While this solution is praiseworthy, it is not environmentally sustainable. The sheer number of resources needed to support the Bitcoin network has been under extreme scrutiny. The carbon footprint of Bitcoin's industrial mining activities is equivalent to that of New Zealand. Another telling aspect of PoW's environmental frustration came to light in 2019, when analysts found that blockchain mining accounted for 0.2% of the world's energy use.

Exceptionally, the new, yet explosive, blockchain industry has produced a number of other consensus models. These alternatives are planned to remove the shortcomings of the proof-of-work process. As such, they're more in tune with the environmental movement. Any of the versions presented over the years include proof-of-stake, functional Byzantine fault resistance, proof-of-burn and proof-of-weight. Instead of requiring miners to solve issues, these models opt for less energy-intensive activities to protect blockchain networks and verify transactions.

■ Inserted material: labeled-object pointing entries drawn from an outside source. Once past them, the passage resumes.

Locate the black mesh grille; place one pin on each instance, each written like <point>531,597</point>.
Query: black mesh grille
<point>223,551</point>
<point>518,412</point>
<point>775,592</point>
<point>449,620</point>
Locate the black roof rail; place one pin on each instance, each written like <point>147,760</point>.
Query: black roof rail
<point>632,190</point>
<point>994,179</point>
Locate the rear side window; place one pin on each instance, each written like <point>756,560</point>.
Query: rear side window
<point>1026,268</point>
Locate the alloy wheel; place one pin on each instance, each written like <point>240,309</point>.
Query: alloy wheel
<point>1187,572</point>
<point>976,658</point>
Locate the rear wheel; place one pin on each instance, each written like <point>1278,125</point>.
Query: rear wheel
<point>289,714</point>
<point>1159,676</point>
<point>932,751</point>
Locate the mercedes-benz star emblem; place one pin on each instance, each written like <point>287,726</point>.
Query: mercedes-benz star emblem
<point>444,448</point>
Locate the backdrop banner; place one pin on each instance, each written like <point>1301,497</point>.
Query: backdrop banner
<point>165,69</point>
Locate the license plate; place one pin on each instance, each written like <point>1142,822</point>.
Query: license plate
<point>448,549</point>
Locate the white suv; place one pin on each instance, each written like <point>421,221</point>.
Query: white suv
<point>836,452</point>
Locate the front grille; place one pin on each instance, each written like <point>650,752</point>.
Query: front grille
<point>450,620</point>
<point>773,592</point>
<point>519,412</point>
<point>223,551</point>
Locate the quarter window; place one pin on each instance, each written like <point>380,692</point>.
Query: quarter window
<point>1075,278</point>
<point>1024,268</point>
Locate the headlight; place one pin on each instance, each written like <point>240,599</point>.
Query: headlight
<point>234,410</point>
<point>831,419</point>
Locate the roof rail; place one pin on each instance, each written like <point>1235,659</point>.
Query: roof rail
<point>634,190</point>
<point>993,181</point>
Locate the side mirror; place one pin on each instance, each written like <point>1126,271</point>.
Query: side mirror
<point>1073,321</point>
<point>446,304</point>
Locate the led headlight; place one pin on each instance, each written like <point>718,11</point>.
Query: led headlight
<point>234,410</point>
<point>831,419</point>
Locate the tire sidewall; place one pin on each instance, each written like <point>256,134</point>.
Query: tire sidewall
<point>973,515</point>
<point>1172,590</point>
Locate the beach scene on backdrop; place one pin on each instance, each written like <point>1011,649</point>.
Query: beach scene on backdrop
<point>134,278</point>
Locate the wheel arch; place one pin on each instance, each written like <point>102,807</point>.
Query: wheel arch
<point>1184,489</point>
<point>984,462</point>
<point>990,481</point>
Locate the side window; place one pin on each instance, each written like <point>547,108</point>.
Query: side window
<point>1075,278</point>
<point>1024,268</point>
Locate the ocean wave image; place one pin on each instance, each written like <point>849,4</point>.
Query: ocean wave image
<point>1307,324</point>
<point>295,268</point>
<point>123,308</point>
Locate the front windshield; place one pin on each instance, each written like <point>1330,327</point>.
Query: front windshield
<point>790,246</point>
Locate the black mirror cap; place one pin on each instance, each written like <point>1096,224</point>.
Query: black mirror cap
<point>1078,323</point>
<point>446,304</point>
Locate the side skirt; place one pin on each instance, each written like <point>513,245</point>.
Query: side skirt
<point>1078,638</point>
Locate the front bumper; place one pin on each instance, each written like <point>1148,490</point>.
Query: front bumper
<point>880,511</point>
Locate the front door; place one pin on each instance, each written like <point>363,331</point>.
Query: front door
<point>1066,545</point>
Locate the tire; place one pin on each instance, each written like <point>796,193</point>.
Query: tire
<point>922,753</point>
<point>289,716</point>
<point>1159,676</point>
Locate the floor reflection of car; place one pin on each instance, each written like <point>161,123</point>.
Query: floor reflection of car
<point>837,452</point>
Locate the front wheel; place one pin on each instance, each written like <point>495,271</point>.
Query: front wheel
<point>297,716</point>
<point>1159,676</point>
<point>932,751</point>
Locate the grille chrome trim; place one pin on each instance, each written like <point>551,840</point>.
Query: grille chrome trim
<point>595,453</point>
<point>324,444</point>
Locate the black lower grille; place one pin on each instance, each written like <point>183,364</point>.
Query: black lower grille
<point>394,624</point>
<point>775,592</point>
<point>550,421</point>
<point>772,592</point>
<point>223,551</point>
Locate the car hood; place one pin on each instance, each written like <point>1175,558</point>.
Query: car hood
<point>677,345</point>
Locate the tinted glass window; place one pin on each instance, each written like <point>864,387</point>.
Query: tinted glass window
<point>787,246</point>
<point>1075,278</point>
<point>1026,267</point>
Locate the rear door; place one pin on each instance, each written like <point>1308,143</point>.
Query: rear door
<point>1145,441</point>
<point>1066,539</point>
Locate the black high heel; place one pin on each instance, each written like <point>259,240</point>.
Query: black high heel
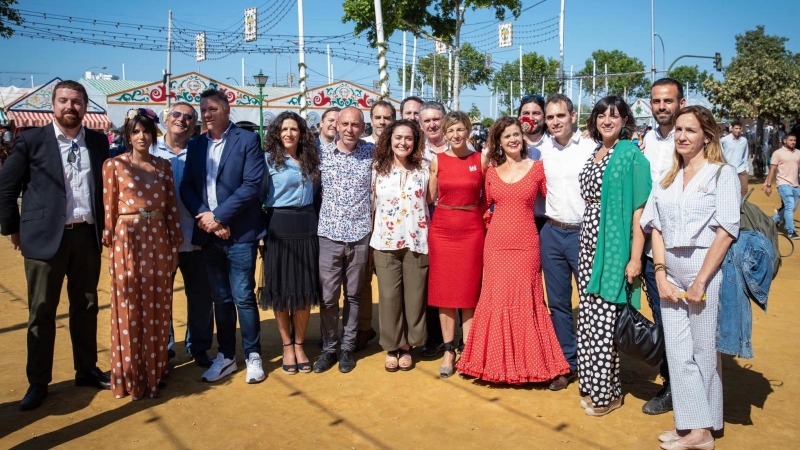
<point>287,368</point>
<point>448,371</point>
<point>302,367</point>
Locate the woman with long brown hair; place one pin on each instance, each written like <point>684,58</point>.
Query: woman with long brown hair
<point>291,283</point>
<point>400,240</point>
<point>694,217</point>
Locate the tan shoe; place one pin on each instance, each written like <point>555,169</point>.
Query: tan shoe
<point>603,410</point>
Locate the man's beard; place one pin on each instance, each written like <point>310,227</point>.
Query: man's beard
<point>69,119</point>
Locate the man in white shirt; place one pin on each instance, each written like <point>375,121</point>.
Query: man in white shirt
<point>181,122</point>
<point>560,236</point>
<point>531,108</point>
<point>734,147</point>
<point>666,99</point>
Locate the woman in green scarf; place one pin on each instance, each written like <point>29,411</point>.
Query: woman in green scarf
<point>615,184</point>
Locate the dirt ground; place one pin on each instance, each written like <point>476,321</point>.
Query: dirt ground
<point>370,408</point>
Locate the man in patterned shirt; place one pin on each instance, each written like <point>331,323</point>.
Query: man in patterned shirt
<point>344,229</point>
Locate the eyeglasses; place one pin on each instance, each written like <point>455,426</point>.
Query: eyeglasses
<point>73,153</point>
<point>530,97</point>
<point>180,115</point>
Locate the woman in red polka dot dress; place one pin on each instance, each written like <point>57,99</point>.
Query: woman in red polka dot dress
<point>142,233</point>
<point>512,339</point>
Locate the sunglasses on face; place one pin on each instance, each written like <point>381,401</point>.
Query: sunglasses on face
<point>73,153</point>
<point>182,116</point>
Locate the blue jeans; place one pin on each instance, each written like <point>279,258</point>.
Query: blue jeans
<point>654,300</point>
<point>199,305</point>
<point>559,254</point>
<point>231,274</point>
<point>789,195</point>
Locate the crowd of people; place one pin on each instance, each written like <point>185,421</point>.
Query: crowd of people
<point>456,238</point>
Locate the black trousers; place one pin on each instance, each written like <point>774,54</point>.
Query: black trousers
<point>78,259</point>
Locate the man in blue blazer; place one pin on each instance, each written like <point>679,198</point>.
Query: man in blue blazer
<point>221,187</point>
<point>57,168</point>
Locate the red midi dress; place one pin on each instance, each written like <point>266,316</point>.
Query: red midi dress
<point>455,237</point>
<point>512,339</point>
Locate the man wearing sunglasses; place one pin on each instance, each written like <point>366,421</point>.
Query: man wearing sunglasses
<point>57,168</point>
<point>181,122</point>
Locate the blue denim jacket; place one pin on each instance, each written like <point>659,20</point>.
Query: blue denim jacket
<point>747,274</point>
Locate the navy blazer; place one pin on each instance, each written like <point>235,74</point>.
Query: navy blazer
<point>35,168</point>
<point>239,183</point>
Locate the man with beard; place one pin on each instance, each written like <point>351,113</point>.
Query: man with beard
<point>181,122</point>
<point>531,112</point>
<point>58,170</point>
<point>666,99</point>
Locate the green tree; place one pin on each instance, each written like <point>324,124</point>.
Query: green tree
<point>473,71</point>
<point>440,18</point>
<point>534,67</point>
<point>629,86</point>
<point>8,16</point>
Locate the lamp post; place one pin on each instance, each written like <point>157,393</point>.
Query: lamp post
<point>261,81</point>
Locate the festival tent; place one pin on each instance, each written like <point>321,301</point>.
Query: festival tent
<point>35,109</point>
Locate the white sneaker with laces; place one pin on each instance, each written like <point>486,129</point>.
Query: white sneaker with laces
<point>255,372</point>
<point>220,368</point>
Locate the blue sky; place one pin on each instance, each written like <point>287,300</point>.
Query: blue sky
<point>686,26</point>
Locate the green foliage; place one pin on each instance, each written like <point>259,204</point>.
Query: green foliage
<point>634,85</point>
<point>8,15</point>
<point>762,80</point>
<point>435,18</point>
<point>473,71</point>
<point>534,67</point>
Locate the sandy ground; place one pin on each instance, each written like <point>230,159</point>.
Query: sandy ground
<point>370,408</point>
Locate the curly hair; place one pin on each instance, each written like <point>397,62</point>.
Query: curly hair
<point>496,154</point>
<point>306,150</point>
<point>383,158</point>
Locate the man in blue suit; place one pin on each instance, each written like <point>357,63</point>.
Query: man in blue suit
<point>221,185</point>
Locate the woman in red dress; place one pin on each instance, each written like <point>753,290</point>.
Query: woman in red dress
<point>455,238</point>
<point>512,339</point>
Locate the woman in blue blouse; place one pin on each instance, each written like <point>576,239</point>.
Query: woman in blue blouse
<point>291,260</point>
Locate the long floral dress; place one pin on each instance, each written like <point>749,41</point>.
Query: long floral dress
<point>143,254</point>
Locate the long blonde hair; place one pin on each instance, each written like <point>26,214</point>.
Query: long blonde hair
<point>712,150</point>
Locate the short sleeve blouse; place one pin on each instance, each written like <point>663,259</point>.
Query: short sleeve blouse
<point>401,211</point>
<point>690,217</point>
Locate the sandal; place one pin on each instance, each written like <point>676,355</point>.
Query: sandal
<point>302,367</point>
<point>391,364</point>
<point>406,362</point>
<point>448,371</point>
<point>290,369</point>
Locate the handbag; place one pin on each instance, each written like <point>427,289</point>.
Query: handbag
<point>636,336</point>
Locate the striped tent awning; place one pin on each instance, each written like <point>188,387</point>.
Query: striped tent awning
<point>24,119</point>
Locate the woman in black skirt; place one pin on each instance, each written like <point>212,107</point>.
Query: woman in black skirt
<point>291,260</point>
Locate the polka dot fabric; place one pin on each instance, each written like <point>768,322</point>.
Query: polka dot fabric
<point>512,339</point>
<point>598,360</point>
<point>142,258</point>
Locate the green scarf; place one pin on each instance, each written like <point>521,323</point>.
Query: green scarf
<point>626,186</point>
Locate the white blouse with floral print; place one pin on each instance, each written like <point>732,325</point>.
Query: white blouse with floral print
<point>401,210</point>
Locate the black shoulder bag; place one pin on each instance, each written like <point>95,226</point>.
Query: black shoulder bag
<point>636,336</point>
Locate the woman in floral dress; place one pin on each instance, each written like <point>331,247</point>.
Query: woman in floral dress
<point>142,232</point>
<point>400,239</point>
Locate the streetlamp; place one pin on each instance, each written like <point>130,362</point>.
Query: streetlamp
<point>261,81</point>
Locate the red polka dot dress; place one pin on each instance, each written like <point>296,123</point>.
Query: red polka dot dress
<point>512,339</point>
<point>143,254</point>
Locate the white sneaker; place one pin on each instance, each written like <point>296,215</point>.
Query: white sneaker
<point>220,368</point>
<point>255,372</point>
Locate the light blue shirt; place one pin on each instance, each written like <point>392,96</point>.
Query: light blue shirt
<point>215,149</point>
<point>178,163</point>
<point>286,186</point>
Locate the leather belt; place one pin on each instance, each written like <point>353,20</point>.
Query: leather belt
<point>70,226</point>
<point>144,215</point>
<point>564,226</point>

For e.g., PoS increases the position of validators to participants who are economically dedicated to the ecosystem. Here, the algorithm selects validators from a list of individuals or institutions who have locked the requisite number of coins on the blockchain.

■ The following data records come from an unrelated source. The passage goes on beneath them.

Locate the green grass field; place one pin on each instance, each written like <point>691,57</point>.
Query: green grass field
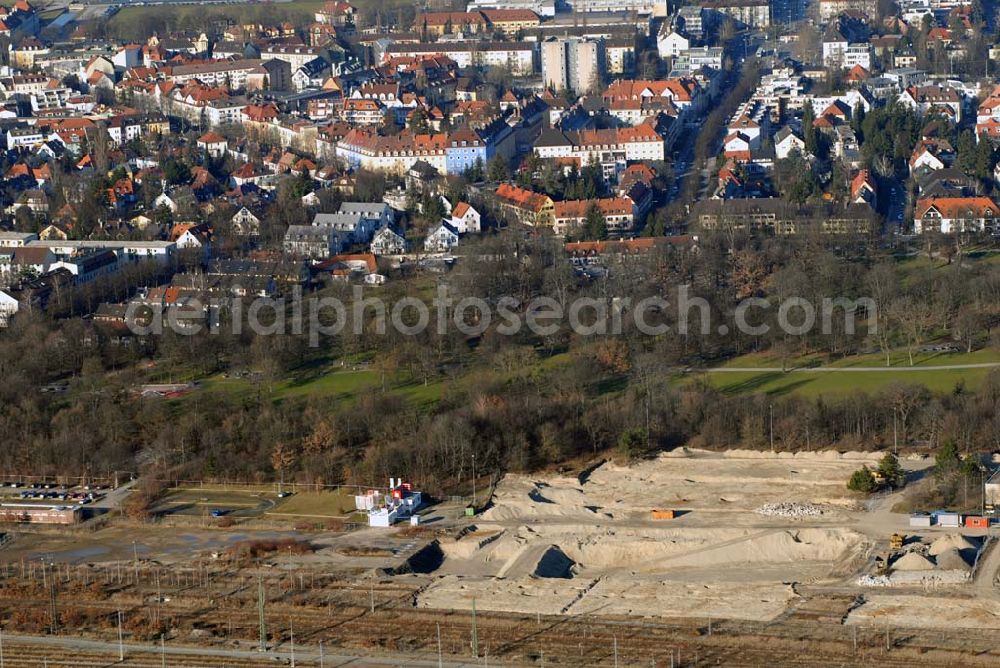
<point>337,503</point>
<point>833,383</point>
<point>816,384</point>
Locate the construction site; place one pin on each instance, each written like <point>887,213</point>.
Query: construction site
<point>693,558</point>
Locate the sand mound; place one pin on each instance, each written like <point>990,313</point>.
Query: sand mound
<point>554,564</point>
<point>950,542</point>
<point>520,498</point>
<point>913,561</point>
<point>952,560</point>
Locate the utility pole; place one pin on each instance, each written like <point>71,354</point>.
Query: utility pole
<point>260,614</point>
<point>895,434</point>
<point>52,600</point>
<point>770,411</point>
<point>475,638</point>
<point>121,645</point>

Conversely, proof-of-weight weighs the wealth or credibility of participants in the collection of validators, whereas proof-of-burn measures the willingness of network members to burn coins—to submit coins to an irreparable address. Notably, both of these models are moving away from the electricity-consuming method of PoW and handpick validators based on their dedication to guaranteeing that the network stays in a stable state.

The feasibility of blockchain technology and its environmental protection are intertwined, as illustrated in this document. For what it is worth, the advent of a multitude of compromise structures is an indicator that deliberate efforts to reduce the excesses of blockchain energy usage are now producing results.